It hasn’t really been a beautiful day in the neighborhood for quite some time. As our country steps into a new chapter of its existential crisis, with long-simmering issues of racial injustice coming to the forefront, we really need someone to lead us through this time.
Someone like Mister Rogers.
Mister Rogers dealt with the toughest issues of his time. He wasn’t afraid to talk about difficult topics. He discussed death, civil rights, the Challenger explosion, and nuclear war. He came out of retirement after 9/11 to help explain the unexplainable to kids.
He told parents:
“The world is not always a kind place. That’s something all children learn for themselves, whether we want them to or not, but it’s something they really need our help to understand.”
Right now, this is also something I think most of us adults need help understanding as well. Images of unkindness, to say the least, are pervasive across our screens and our cities right now. Our country is angry, anxious, uncertain and grieving.
Mister Rogers helped children come to see their feelings – however difficult – as normal. He taught respect and compassion. He taught us to see the best in others. These are lessons we still need.

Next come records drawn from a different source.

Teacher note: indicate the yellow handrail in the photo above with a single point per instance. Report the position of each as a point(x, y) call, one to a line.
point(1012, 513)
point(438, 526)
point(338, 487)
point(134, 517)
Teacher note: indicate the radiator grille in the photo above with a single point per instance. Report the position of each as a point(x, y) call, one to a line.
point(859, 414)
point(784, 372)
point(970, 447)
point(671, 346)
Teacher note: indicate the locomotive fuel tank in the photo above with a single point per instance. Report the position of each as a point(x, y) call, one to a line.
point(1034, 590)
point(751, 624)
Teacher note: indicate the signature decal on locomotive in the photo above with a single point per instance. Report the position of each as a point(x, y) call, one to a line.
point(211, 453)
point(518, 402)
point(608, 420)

I wonder what Mister Rogers would make of current events right now. We certainly can’t shield our kids from it, and it is difficult to explain the nuances to them. He once said, “Parents are like shuttles on a loom. They join the threads of the past with threads of the future and leave their own bright patterns as they go.” It seems to me that this is what we are being called to do right now.
Many people are feeling helpless right now. In the midst of this helplessness, one particular piece of advice Mister Rogers gave keeps coming back to me. He said:
“If you could only sense how important you are to the lives of those you meet; how important you can be to the people you may never even dream of. There is something of yourself that you leave at every meeting with another person.”
If we can teach our kids one thing, it’s to remember that every interaction we have has meaning. What we say to the cashier at the grocery store, to the man delivering the groceries, and the neighbor down the street matters. How we talk to each other matters.
But even with all he left behind, I still wish I could sit down with my kids this afternoon and watch a new episode of Mister Rogers.